Program Reactions to Self-Study Feedback

I met with a program that expressed feeling frustrated and demoralized by the OAI feedback on their self-study.  They wanted to know what the penalties were for programs that didn’t provide assessment self-studies.  They asked that the results be transparent; that there be consequences for non-compliant programs as well as acknowledgement for programs that made the effort.

They pointed out that nothing in the NWCCU standards explicitly required including stakeholders in the assessment process and that while they recognized the value of such inclusion it was not necessarily practicable, especially when they already felt extended beyond their time and budget to fulfill accreditation requirements. We discussed that “stakeholders” was a term that needed to be unpacked, that it tended to bring up images of industry or future employers. However, stakeholders vary widely from discipline to discipline.  But one form of stakeholder that does not change is students and they agreed that students could be given greater agency in the assessment process.
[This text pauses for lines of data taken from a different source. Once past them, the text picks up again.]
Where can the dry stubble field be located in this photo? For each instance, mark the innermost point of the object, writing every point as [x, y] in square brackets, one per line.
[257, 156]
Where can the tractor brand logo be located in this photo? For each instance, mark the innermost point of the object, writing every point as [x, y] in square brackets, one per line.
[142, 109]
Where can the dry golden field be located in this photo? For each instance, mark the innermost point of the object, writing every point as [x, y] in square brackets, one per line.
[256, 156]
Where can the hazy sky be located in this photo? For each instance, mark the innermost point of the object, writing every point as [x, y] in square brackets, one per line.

They also felt the push to come up with “data” which they saw as being essentially number driven. We agreed that the term data should be scrapped in favor of the term “evidence” and that the kinds of evidence they chose to include should be in whatever form was most useful for informing them about the gaps in their learning outcomes and provided insight about what changes to make.

In the end the program came to understand that a simple narrative account of their assessment practices, bolstered by relevant evidence placed in the evidence folder and referenced in the narrative would be a much more effective and less onerous approach to fulfilling the self-study requirements.  Much of what the program is currently doing was not being captured in the report due to the misconception that the institution is looking for numerical data as hard evidence.

They agreed to look over the next draft of the Guide to Assessment and provide feedback about its clarity and usefulness.

comment to the original post

Very Productive

Edit
This sounds like a very productive meeting, with a lot of learning for them and for us.  Congratulations!